To my knowledge, no reputable football reporter of any sort has positively connected the Baltimore Ravens to soon-to-be free-agent running back Le'Veon Bell.
This seemingly ubiquitous conversation on Baltimore sports social media the last few days has been based almost entirely on a hypothetical segment from the "Good Morning Football" show on NFL Network.
I don't say that to try to dismiss the topic. Far from it. I just think that as we discuss it, we remind ourselves that it's little more than internet fodder at the moment. But the weeks leading up to NFL free agency might as well be known as #InternetFodderSZN, really.
So, let's talk about it. Hypothetically, should the Ravens pursue Le'Veon Bell?
Of course they should.
Now, there are plenty of legitimate questions that need to be discussed surrounding this hypothetical. How much would it cost? (Presumably a lot.) How many other teams are interested? (Again … presumably a lot.)
If there were ever a situation in which a team should be willing to invest massive money in a running back, the current situation in Baltimore would be the one. While the Ravens will probably want to open up their offense a bit from what at least felt like an "all-run" scheme during their first half-season with Lamar Jackson under center, we have no idea if Jackson's skill set will allow him to become a prolific passer.
And considering the team has committed to Greg Roman as its offensive coordinator and Roman's teams have finished in the bottom five of the NFL in passing attempts in the five full years he's been a coordinator, it's fairly safe to say the Ravens intend to run the ball an awful lot moving forward.
Perhaps there is still some conventional wisdom that says teams shouldn't invest a lot of dollars in the running back position. Consider the Los Angeles Rams did just that with Todd Gurley only to pluck C.J. Anderson off the trash heap late this season and get extremely similar production from Anderson as they did Gurley.
Or consider the production the Ravens got this season from undrafted rookie Gus Edwards, one of five backs used prominently by the team in 2018. But again, if there were ever a team in a perfect situation to spend big money on a back, it would be these Ravens.
Signing Bell would likely not only cost the Ravens the ability to try to upgrade other positions, it would likely require them to part ways with a player or two currently on the cap bubble. (In fairness, they might do that anyway.) But Bell may well be worth it.
So those are the reasonable concerns. Yet for some reason, the one I seem to be seeing the most about is a far more unreasonable concern.
I don't think the Ravens should pass on Le'Veon Bell because he's a bad teammate. That's because I don't think Le'Veon Bell is a bad teammate.

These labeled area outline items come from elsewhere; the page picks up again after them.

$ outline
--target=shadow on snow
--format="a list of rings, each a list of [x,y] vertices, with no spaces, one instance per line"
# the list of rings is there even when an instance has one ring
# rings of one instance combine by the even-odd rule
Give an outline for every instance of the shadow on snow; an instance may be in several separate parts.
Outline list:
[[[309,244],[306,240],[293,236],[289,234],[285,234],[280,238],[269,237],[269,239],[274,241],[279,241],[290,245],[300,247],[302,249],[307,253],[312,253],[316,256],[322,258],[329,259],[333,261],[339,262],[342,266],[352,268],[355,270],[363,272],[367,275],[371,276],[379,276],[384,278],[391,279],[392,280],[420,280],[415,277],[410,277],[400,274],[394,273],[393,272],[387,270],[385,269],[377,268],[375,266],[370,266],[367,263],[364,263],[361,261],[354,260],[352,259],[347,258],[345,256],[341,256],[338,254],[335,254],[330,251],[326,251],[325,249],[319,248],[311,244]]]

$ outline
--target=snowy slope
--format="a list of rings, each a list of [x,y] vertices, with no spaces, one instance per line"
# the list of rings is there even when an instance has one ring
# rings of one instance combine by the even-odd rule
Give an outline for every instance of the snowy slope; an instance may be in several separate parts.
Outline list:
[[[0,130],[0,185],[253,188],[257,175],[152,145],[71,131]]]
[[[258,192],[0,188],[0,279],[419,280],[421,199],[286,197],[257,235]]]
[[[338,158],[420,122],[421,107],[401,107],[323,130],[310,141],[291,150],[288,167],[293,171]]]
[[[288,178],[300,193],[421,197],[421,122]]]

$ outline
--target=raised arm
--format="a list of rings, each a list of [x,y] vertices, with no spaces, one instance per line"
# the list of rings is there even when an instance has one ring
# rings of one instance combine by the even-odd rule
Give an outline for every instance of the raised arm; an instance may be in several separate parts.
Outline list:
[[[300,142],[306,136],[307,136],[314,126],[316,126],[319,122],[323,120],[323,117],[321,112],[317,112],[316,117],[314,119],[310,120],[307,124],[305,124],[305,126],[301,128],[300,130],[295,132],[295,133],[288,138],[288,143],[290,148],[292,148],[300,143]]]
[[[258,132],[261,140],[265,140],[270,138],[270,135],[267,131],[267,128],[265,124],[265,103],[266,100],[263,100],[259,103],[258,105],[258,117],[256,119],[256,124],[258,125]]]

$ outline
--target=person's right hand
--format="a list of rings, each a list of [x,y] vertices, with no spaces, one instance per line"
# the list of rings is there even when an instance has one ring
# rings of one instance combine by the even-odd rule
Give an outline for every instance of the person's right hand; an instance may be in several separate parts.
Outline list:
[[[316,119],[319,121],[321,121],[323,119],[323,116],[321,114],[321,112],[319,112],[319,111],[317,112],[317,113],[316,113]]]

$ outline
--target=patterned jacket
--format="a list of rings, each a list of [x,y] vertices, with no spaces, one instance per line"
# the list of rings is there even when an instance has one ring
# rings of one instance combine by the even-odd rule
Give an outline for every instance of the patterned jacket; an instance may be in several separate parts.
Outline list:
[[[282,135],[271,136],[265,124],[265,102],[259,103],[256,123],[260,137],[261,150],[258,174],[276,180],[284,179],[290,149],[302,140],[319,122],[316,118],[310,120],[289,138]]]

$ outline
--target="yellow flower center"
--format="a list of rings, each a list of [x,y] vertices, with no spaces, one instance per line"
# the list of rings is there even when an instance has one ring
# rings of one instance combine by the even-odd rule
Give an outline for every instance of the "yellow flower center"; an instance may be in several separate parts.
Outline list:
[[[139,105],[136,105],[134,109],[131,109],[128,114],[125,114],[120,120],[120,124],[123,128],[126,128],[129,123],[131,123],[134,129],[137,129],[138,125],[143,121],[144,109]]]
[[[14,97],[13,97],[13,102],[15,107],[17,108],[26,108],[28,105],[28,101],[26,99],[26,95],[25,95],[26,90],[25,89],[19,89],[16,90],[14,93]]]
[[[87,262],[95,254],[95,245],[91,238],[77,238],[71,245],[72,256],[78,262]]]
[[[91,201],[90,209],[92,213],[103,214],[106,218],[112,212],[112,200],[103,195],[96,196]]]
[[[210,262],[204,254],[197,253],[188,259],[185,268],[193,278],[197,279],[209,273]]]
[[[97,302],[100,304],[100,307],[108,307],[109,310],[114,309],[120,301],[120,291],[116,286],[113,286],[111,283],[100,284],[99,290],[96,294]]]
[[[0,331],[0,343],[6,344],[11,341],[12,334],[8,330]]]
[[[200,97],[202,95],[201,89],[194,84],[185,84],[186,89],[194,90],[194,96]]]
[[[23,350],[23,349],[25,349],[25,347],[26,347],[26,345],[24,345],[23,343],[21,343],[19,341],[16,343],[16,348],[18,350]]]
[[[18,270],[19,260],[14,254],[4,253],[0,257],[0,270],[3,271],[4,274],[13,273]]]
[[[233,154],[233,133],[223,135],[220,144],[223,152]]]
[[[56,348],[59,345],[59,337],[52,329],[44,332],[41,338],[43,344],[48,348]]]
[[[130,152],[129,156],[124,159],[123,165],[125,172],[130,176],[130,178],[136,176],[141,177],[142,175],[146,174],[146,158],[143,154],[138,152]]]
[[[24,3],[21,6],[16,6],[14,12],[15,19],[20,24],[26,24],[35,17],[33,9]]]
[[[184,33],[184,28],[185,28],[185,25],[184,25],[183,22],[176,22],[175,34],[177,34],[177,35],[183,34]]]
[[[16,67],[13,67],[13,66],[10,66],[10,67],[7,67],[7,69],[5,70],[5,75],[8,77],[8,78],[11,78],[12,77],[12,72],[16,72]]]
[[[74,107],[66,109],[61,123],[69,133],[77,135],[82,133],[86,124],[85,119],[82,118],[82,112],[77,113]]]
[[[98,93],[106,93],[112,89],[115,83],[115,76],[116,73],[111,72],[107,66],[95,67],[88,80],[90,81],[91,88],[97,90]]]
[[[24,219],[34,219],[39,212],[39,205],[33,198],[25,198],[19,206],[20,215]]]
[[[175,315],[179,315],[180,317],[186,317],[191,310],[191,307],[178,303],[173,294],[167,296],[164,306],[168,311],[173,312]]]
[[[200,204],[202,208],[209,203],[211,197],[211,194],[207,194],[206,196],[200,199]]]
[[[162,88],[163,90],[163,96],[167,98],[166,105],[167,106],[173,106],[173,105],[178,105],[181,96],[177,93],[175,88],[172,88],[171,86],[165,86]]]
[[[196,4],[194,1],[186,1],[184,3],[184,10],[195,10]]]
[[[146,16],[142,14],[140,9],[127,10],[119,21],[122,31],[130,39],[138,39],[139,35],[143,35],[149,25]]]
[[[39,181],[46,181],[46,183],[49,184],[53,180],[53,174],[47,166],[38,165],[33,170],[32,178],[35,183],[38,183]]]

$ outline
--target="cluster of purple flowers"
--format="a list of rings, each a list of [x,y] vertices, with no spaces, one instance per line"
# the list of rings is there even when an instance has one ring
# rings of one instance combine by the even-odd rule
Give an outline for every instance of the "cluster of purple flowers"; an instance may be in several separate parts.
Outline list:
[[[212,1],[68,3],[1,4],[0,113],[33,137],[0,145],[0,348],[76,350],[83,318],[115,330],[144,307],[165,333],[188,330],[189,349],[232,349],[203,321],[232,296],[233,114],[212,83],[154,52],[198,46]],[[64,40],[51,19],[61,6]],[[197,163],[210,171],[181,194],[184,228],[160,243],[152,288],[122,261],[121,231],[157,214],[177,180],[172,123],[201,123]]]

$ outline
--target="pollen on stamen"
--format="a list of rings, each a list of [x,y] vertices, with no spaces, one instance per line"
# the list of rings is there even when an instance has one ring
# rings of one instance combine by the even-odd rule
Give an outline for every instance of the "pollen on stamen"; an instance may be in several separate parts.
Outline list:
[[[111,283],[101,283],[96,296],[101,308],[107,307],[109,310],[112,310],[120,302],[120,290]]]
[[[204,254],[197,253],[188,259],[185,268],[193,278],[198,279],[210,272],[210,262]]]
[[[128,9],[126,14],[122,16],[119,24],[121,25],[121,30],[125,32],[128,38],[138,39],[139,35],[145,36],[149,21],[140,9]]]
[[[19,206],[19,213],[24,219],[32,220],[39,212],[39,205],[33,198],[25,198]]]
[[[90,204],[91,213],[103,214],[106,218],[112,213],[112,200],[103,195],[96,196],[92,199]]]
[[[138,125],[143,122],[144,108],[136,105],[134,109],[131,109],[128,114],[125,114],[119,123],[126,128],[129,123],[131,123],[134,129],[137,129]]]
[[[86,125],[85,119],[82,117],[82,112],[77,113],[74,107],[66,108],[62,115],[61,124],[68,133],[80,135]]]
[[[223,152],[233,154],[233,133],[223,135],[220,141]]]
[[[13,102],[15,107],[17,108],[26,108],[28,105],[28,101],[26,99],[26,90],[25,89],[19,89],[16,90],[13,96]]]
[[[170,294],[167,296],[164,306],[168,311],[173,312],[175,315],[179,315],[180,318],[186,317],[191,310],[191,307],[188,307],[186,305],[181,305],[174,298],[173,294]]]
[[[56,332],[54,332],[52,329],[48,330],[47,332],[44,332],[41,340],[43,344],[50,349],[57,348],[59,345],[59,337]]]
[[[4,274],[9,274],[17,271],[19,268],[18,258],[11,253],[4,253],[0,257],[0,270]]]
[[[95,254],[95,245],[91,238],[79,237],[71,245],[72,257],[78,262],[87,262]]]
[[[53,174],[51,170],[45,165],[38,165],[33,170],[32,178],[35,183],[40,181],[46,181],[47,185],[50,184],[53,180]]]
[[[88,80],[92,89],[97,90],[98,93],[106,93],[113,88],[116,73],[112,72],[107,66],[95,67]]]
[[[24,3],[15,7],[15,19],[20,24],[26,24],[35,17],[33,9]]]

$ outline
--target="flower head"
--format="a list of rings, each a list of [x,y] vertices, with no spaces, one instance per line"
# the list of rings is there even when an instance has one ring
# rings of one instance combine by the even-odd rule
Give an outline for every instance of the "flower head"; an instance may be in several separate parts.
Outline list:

At least a number of Ravens fans still appear to be turned off by Bell's decision to sit out 2018 after not agreeing to a long-term deal with the Steelers. The theory is that they don't want to sign a player who has shown himself not just willing to put his own interests above those of the team, but has already acted on that willingness.
I mean, the Ravens as a franchise adopted Bo Schembechler's famous "The Team, The Team, The Team" catchphrase just a few years ago to display the mentality that no one is bigger than the team. So how could they sign a player who clearly believes he is … just that?
I get the theory. I just also happen to think it's bunk.
You see, it was "the team" (in this case, the Pittsburgh Steelers) that wanted to sign him to a deal which only guaranteed him $10 million up front. If Bell had gotten hurt while playing on that deal last year, "the team" wouldn't have paid him a penny more. "The team" would have been happy to wash their hands knowing they had made a wise business decision. But the player chose to do what was best for him.
I'll never be angry about such a decision from any player no matter what team he's on.
Those Steelers teammates that spoke out against Bell during the season -- like Maurkice Pouncey and Ramon Foster -- are the guys I'd be less inclined to have on my team. They're the guys who threw their (at the time still) teammate under the bus. I'd pass on that on my team.
But I'm never going to be mad at a football player for trying to do what's best for him. If Bell signs in Baltimore, it's going to happen because the Ravens gave him a lot of money. But if in three years he tries to get more, I'll understand that too. That's the nature of the business.
I just want good football players. Le'Veon Bell is most certainly one of those.